Aaron berjalan ke air conditioner yang terpasang di atas jendela kaca gelap yang menampilkan suasana malam Manhattan dengan sempurna. Matanya jeli melihat sesuatu yang terpasang tak jauh dari sana dan mencabutnya.
"Bukan hanya ini saja, kan, sayang? Tapi, tak apa. Aku membiarkanmu melakukannya," kata Aaron sambil melihat kamera kecil di tangannya yang masih menyala dan membuangnya begitu saja ke tempat sampah.
Tangannya membuka pintu, menutupnya kembali lalu merogoh ponsel. Dia melihat sebuah titik merah yang menyala terang di salah satu pusat perbelanjaan terbesar di Manhattan dan mungkin untuk malam ini menyayangi diri sedikit saja terlihat tak masalah.
"Baiklah, dinner di sana terlihat tidak buruk."
Aaron melepas jas kantor dan meletakkannya di belakang mobil sebelum keluar dari kuda besi tersebut. Dia berjalan membelah jalanan area parkiran pusat perbelanjaan dan masuk ke area mall. Tugasnya sekarang hanya satu, mencari pemilik titik tersebut di sini.

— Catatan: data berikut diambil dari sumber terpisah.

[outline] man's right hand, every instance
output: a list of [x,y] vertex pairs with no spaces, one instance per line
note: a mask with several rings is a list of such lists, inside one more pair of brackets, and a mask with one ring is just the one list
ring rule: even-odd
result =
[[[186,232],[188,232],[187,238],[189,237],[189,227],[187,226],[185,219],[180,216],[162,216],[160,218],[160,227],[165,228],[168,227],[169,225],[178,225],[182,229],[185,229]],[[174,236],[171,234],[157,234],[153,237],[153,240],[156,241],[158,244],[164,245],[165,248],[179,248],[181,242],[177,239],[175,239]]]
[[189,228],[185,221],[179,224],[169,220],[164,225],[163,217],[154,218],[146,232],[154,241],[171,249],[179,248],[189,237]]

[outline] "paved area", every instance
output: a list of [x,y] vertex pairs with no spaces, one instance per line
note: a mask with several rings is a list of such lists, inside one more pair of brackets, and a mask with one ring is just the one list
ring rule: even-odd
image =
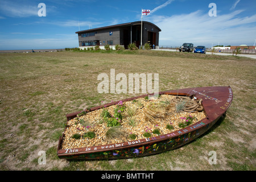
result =
[[[152,50],[179,52],[179,51],[176,51],[175,49],[152,49]],[[212,54],[212,52],[207,52],[206,53],[208,54],[208,55],[210,55],[210,54]],[[213,54],[214,55],[221,55],[221,56],[232,56],[232,54],[230,53],[214,52]],[[237,56],[241,56],[241,57],[247,57],[256,59],[256,55],[238,54]]]

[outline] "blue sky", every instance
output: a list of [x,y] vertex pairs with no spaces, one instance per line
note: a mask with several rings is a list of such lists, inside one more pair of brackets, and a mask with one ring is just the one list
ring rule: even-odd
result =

Titik merah tersebut masih menyala di posisinya sekarang, artinya dia belum keluar dari gedung besar ini. Sembari mencari, dia menuju ke lantai empat untuk mendapatkan makan malam khas Middle-East di sini.
Lift yang dipakai berdenting bak mesin oven dan Aaron berniat keluar dari kotak yang menampung lima orang termasuk dirinya di dalam. Mata pria muda itu terkejut saat melihat pemilik titik merah tersebut, takdir begitu cepat mempertemukan mereka berdua.
"Aaron," panggil wanita tersebut ragu-ragu. Langkah kaki wanita tersebut dengan pelan ke belakang sembari berfokus dengan penampilan Aaron yang sederhana namun memiliki damage besar.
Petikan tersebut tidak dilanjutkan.